Draghi non ammetterà bluff, sull’ipotesi del ‘bis’ sono tutti avvisati

Il premier lapidario: chiusa questa esperienza non c’è possibilità di un Draghi II. 5S ancora dilaniati ma anche gli altri partiti devono rivedere i piani

Draghi non ammetterà bluff, sull’ipotesi del ‘bis’ sono tutti avvisati

“Non c’è un governo senza M5S. Non c’è un governo Draghi altro dall’attuale”. Secco, lapidario - come sa essere – il premier esclude la possibilità che dopo questo esecutivo di unità nazionale ce ne possa essere un altro con lui al timone. Dunque, nessun Draghi bis è all’orizzonte e smorza ogni ipotesi che lo veda disponibile a formare un nuovo esecutivo anche se i numeri in Parlamento ci sono. Dopo la scissione di Luigi Di Maio, contando i voti della neoformazione ‘Insieme per il futuro’, una maggioranza alle Camere è sulla carta.

 

Domani i Cinque Stelle dovranno decidere necessariamente da che parte stare.
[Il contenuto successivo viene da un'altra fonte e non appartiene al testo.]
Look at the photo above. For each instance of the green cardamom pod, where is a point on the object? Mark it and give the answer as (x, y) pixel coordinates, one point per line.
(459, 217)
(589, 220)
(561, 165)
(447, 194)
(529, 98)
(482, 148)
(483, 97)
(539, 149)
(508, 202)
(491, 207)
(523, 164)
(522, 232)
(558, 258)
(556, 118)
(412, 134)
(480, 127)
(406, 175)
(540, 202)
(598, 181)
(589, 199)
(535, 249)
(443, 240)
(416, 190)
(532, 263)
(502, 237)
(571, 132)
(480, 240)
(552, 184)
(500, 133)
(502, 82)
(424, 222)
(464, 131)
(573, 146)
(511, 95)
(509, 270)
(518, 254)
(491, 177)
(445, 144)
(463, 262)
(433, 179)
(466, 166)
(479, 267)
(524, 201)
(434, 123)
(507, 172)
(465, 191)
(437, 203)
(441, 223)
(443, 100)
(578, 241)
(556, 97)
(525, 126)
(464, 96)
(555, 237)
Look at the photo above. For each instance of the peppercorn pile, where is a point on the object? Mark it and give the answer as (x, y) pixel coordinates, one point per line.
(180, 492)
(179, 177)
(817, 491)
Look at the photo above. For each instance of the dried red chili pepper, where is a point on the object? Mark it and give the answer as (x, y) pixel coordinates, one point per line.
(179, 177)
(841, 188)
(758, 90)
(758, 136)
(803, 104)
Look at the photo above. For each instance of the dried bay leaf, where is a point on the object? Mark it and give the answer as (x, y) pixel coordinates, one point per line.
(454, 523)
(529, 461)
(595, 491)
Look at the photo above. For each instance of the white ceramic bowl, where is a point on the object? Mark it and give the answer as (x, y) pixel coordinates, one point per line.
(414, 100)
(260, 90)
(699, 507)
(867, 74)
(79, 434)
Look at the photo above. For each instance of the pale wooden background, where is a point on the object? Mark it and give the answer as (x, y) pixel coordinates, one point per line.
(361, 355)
Al Senato si vota la fiducia al decreto Aiuti. Governisti e ribelli pare siano ai ferri corti ma Giuseppe Conte, il capo dei pentastellati, dovrà in qualche modo tirare le somme, e se ci riesce, sapere l’orientamento di ogni singolo parlamentare dei suoi gruppi. L’impresa non è facile e le conseguenze di uno strappo con la responsabilità di una crisi di governo – nella situazione di emergenza economica e internazionale in cui ci troviamo – ricadrebbe tutta sul suo partito.

 

Come dicevamo, il presidente del Consiglio è stato chiaro. “Con gli ultimatum non si governa” e lui vuole governare, portare a termine le riforme, fare tutto ciò che è necessario per chiudere la sessione di Bilancio a fine anno con i conti in regola. Poi c’è il Pnrr - il Piano Nazionale di Ripresa e Resilienza: gli step che ci chiede l’Ue vanno rispettati per ricevere le successive tranches di finanziamenti e prestiti. Con il Paese in mezzo al guado, l’inflazione che galoppa, la crescita che rallenta, non ne vuol sentir parlare di un esecutivo depotenziato, indebolito, di riserva. 

 

Draghi è uomo che pondera ciò che dice.  Le parole pronunciate ieri in conferenza stampa hanno delineato un quadro molto netto: se ci saranno le condizioni per continuare a lavorare si andrà avanti, altrimenti no. Ma le sue dichiarazioni hanno anche creato nuove fibrillazioni tra quei partiti che, più o meno, stavano confidando in un bis del suo esecutivo. L’indisponibilità dell’ex numero uno della Bce a seguire questa strada costringe il Pd, la Lega e Forza Italia a rivedere i piani. Il Nazareno, con Enrico Letta, da giorni lavora a una mediazione per evitare l’uscita dei Cinque Stelle dalla maggioranza e tenere in piedi l’asse progressista nel governo. Ma fino a che punto i tentativi possano andare a buon fine è da verificare domani. E’ probabile che Conte si sia spinto troppo in là per fare un passo indietro. Ma nulla è da escludere.

 

Draghi un segnale di apertura lo ha dato incontrando a Palazzo Chigi i sindacati e mettendo sul tavolo un ‘patto sociale’ su costo del lavoro e potere di acquisto dei salari. Soprattutto su quest’ultimo tema i grillini avevano insistito nel loro documento di nome punti presentato al premier. E Lega e Fi? Un Draghi bis avrebbe avvantaggiato soprattutto loro: il centrodestra di governo sarebbe stato numericamente più rilevante rispetto al campo progressista privo del Movimento.

 

Ma ora c’è poco da fare calcoli: se questo governo cade si va al voto oppure nasce un altro esecutivo ma senza Draghi. Palazzo Chigi ha dettato le sue condizioni e, ovviamente, fa sul serio.